Review by Frank Plowright
After their successful Batman miniseries Long Halloween and Dark Victory, the creative team of Jeph Loeb and Tim Sale turned their attention to Superman and delivered an entirely different style of story. They deliberately referenced their Batman projects by playing with opposites. Contrasting Batman’s enclosed dark world, Superman is presented in large expansive form, occupying space and basking in the light.
The story presents four narrative voices giving their impressions of Superman in an early stage of his career. In Smallville Jonathan Kent deals with a son having just realised the extent of his abilities and with that awareness comes the knowledge he has to leave. In Metropolis Lois Lane’s big city cynicism is swept away by a costumed man who can apparently do anything, yet chooses to be a hero. Lex Luthor’s view of Superman’s arrival in Metropolis isn’t as charitable. Supplanted as the most powerful and most interesting man in the city he falls back on being the richest to devise a threat, and Lana Lang’s whole view of the world is undermined on realising the future she planned wasn’t going to materialise. Splitting the book into seasons to accommodate the narrative quartet and title is a little forced, particularly as the metaphor only really works with spring and, at a stretch, fall.
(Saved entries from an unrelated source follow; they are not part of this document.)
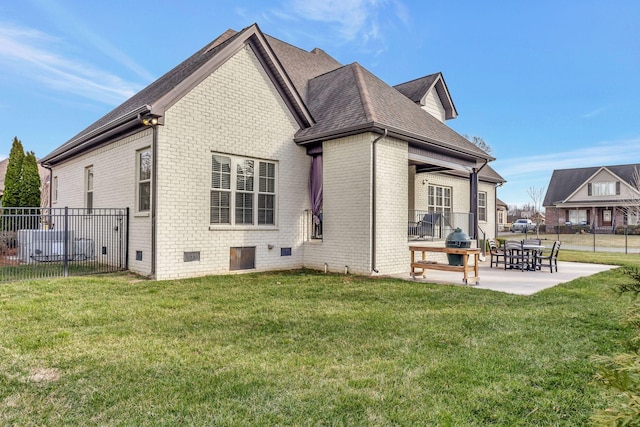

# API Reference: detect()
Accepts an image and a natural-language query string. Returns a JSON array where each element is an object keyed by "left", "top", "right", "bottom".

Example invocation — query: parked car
[{"left": 510, "top": 219, "right": 536, "bottom": 232}]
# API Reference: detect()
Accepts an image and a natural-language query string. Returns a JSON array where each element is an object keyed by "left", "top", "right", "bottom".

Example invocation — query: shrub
[{"left": 592, "top": 267, "right": 640, "bottom": 425}]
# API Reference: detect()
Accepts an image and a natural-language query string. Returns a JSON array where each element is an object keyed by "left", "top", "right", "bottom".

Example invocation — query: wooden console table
[{"left": 409, "top": 246, "right": 480, "bottom": 285}]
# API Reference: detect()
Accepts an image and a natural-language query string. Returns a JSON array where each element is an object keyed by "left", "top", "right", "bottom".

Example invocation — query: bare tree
[
  {"left": 463, "top": 135, "right": 492, "bottom": 154},
  {"left": 527, "top": 186, "right": 546, "bottom": 236},
  {"left": 617, "top": 167, "right": 640, "bottom": 227}
]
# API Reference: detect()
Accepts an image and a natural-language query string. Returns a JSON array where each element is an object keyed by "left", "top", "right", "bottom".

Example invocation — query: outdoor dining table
[{"left": 521, "top": 244, "right": 545, "bottom": 271}]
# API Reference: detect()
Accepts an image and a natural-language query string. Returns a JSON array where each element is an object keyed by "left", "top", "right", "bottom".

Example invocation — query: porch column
[{"left": 470, "top": 168, "right": 478, "bottom": 239}]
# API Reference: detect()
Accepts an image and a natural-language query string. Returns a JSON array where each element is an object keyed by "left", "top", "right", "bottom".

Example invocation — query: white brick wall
[
  {"left": 51, "top": 129, "right": 153, "bottom": 276},
  {"left": 303, "top": 133, "right": 409, "bottom": 275},
  {"left": 155, "top": 44, "right": 307, "bottom": 279},
  {"left": 413, "top": 171, "right": 497, "bottom": 240}
]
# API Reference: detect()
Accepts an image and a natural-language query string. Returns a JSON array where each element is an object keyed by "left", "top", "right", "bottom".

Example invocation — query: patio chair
[
  {"left": 488, "top": 238, "right": 506, "bottom": 268},
  {"left": 536, "top": 241, "right": 561, "bottom": 273},
  {"left": 523, "top": 238, "right": 541, "bottom": 245},
  {"left": 505, "top": 240, "right": 529, "bottom": 271},
  {"left": 408, "top": 213, "right": 440, "bottom": 239}
]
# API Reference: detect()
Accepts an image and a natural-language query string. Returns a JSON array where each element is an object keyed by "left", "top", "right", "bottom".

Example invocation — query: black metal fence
[
  {"left": 408, "top": 210, "right": 475, "bottom": 241},
  {"left": 1, "top": 207, "right": 129, "bottom": 282}
]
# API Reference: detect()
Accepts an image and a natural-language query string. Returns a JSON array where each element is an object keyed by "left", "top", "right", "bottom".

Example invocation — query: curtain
[{"left": 309, "top": 154, "right": 322, "bottom": 224}]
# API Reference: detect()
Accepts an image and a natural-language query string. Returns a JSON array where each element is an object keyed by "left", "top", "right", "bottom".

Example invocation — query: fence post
[
  {"left": 124, "top": 207, "right": 129, "bottom": 270},
  {"left": 593, "top": 227, "right": 596, "bottom": 252},
  {"left": 63, "top": 206, "right": 69, "bottom": 277},
  {"left": 625, "top": 226, "right": 628, "bottom": 255}
]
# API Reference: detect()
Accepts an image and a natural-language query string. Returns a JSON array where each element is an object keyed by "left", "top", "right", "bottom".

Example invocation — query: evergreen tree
[
  {"left": 20, "top": 151, "right": 41, "bottom": 208},
  {"left": 2, "top": 137, "right": 25, "bottom": 208}
]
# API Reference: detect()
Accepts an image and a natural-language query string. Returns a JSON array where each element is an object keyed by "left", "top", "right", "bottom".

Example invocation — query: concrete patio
[{"left": 394, "top": 260, "right": 617, "bottom": 295}]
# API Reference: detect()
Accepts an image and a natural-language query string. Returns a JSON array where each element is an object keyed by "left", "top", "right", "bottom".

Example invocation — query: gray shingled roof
[
  {"left": 295, "top": 62, "right": 490, "bottom": 159},
  {"left": 393, "top": 73, "right": 440, "bottom": 103},
  {"left": 265, "top": 35, "right": 342, "bottom": 103},
  {"left": 43, "top": 23, "right": 494, "bottom": 166},
  {"left": 42, "top": 28, "right": 245, "bottom": 163},
  {"left": 543, "top": 163, "right": 640, "bottom": 206}
]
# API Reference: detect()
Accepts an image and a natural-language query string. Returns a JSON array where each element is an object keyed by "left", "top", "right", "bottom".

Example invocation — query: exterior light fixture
[{"left": 138, "top": 113, "right": 161, "bottom": 126}]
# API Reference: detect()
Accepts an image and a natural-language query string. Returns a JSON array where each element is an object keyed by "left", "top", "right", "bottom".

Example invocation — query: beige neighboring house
[
  {"left": 496, "top": 198, "right": 508, "bottom": 232},
  {"left": 41, "top": 23, "right": 505, "bottom": 280},
  {"left": 544, "top": 163, "right": 640, "bottom": 230},
  {"left": 0, "top": 157, "right": 49, "bottom": 206}
]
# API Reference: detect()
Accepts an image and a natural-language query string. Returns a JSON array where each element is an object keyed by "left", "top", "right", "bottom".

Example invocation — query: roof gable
[
  {"left": 42, "top": 24, "right": 313, "bottom": 165},
  {"left": 296, "top": 63, "right": 490, "bottom": 160},
  {"left": 394, "top": 73, "right": 458, "bottom": 120},
  {"left": 543, "top": 164, "right": 640, "bottom": 206}
]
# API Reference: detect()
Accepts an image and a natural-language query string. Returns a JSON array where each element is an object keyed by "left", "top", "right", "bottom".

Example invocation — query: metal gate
[{"left": 0, "top": 207, "right": 129, "bottom": 282}]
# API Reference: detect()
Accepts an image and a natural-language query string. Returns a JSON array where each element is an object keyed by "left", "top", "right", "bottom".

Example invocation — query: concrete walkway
[{"left": 395, "top": 260, "right": 617, "bottom": 295}]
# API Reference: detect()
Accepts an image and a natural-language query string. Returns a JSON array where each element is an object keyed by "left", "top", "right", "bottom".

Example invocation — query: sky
[{"left": 1, "top": 0, "right": 639, "bottom": 207}]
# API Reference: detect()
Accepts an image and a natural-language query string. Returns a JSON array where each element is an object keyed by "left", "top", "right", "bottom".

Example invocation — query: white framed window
[
  {"left": 478, "top": 191, "right": 487, "bottom": 222},
  {"left": 52, "top": 176, "right": 58, "bottom": 204},
  {"left": 85, "top": 166, "right": 93, "bottom": 213},
  {"left": 591, "top": 182, "right": 618, "bottom": 196},
  {"left": 428, "top": 184, "right": 452, "bottom": 214},
  {"left": 568, "top": 209, "right": 587, "bottom": 224},
  {"left": 136, "top": 148, "right": 152, "bottom": 212},
  {"left": 211, "top": 153, "right": 277, "bottom": 226}
]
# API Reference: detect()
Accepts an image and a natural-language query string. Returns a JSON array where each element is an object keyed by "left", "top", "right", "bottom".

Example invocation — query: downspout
[
  {"left": 150, "top": 125, "right": 158, "bottom": 279},
  {"left": 42, "top": 164, "right": 53, "bottom": 209},
  {"left": 42, "top": 164, "right": 53, "bottom": 229},
  {"left": 371, "top": 128, "right": 387, "bottom": 274},
  {"left": 470, "top": 158, "right": 489, "bottom": 240}
]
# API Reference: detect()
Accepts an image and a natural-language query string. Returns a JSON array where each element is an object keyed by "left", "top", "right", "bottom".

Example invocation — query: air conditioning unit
[
  {"left": 74, "top": 238, "right": 95, "bottom": 261},
  {"left": 17, "top": 230, "right": 75, "bottom": 264}
]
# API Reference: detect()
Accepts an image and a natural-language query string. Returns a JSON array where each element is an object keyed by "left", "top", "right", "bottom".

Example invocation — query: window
[
  {"left": 211, "top": 154, "right": 277, "bottom": 225},
  {"left": 568, "top": 209, "right": 587, "bottom": 224},
  {"left": 590, "top": 181, "right": 619, "bottom": 196},
  {"left": 478, "top": 192, "right": 487, "bottom": 222},
  {"left": 52, "top": 176, "right": 58, "bottom": 204},
  {"left": 85, "top": 166, "right": 93, "bottom": 213},
  {"left": 137, "top": 149, "right": 152, "bottom": 212},
  {"left": 427, "top": 185, "right": 452, "bottom": 213}
]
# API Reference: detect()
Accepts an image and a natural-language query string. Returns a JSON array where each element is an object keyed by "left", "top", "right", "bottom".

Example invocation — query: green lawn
[{"left": 0, "top": 254, "right": 637, "bottom": 425}]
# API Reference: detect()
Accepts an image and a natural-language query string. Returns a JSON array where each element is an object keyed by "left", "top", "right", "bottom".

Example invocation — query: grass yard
[{"left": 0, "top": 253, "right": 638, "bottom": 425}]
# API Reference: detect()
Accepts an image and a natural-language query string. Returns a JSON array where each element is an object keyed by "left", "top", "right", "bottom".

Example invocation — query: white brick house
[{"left": 41, "top": 24, "right": 504, "bottom": 279}]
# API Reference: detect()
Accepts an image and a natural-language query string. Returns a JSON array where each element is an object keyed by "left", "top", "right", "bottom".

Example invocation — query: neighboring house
[
  {"left": 0, "top": 157, "right": 49, "bottom": 207},
  {"left": 40, "top": 23, "right": 504, "bottom": 279},
  {"left": 543, "top": 164, "right": 640, "bottom": 229},
  {"left": 496, "top": 198, "right": 508, "bottom": 232}
]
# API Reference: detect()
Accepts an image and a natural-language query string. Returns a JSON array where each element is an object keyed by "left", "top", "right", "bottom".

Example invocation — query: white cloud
[
  {"left": 582, "top": 106, "right": 608, "bottom": 119},
  {"left": 0, "top": 23, "right": 140, "bottom": 105},
  {"left": 27, "top": 0, "right": 155, "bottom": 82},
  {"left": 493, "top": 137, "right": 640, "bottom": 206},
  {"left": 495, "top": 137, "right": 640, "bottom": 179},
  {"left": 258, "top": 0, "right": 410, "bottom": 53}
]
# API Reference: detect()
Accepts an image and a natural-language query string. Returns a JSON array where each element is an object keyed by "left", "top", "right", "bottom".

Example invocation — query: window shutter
[
  {"left": 587, "top": 183, "right": 592, "bottom": 196},
  {"left": 616, "top": 181, "right": 621, "bottom": 195}
]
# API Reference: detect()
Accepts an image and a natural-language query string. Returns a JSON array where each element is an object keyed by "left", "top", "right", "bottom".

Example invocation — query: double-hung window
[
  {"left": 52, "top": 176, "right": 58, "bottom": 204},
  {"left": 137, "top": 148, "right": 152, "bottom": 212},
  {"left": 85, "top": 166, "right": 94, "bottom": 213},
  {"left": 427, "top": 184, "right": 452, "bottom": 214},
  {"left": 211, "top": 154, "right": 277, "bottom": 226},
  {"left": 478, "top": 191, "right": 487, "bottom": 222}
]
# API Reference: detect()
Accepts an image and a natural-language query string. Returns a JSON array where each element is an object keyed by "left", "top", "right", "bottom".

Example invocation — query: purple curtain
[{"left": 309, "top": 154, "right": 323, "bottom": 224}]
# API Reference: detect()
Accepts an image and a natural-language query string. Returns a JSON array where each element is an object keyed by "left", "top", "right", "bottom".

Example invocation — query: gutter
[
  {"left": 295, "top": 122, "right": 495, "bottom": 163},
  {"left": 371, "top": 128, "right": 387, "bottom": 274},
  {"left": 150, "top": 125, "right": 158, "bottom": 279},
  {"left": 41, "top": 105, "right": 151, "bottom": 166}
]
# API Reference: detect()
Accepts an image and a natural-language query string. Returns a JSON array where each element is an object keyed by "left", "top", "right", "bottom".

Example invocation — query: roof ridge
[
  {"left": 393, "top": 72, "right": 441, "bottom": 87},
  {"left": 352, "top": 63, "right": 377, "bottom": 123}
]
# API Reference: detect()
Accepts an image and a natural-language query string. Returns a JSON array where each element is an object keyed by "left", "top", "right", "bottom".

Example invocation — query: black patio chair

The Superman portrayed here is genial and virtuous, and a circular element of Loeb’s plot permits him a chance to rectify a sin of omission made when uncertain. The country community of Smallville plays a large part, defining Superman’s idealistic worldview and remaining his anchor, his fortress of solitude as its referred to in a perhaps too knowing moment. Sale references Norman Rockwell and Loeb It’s A Wonderful Life, their touchstones for an uncomplicated era preceding their births.
Both keep it simple. Sale’s Superman is big-faced square-jawed lump of a man, and so is his Clark Kent, with the style an updated version of the character’s 1940s simplicity. He delivers big action moments, but they’re magnifications of an earlier era such as Superman stopping the speeding train. The retro approach earned Sale an Eisner Award in 1999. Loeb’s dialogue is restrained and very much weighed towards Smallville, but the one jarring note is his. A tragic super-character contrived to engender self-doubt is misplaced in an otherwise deliberately innocent package. The remainder more than compensates, and this remains among the ten essential Superman graphic novels.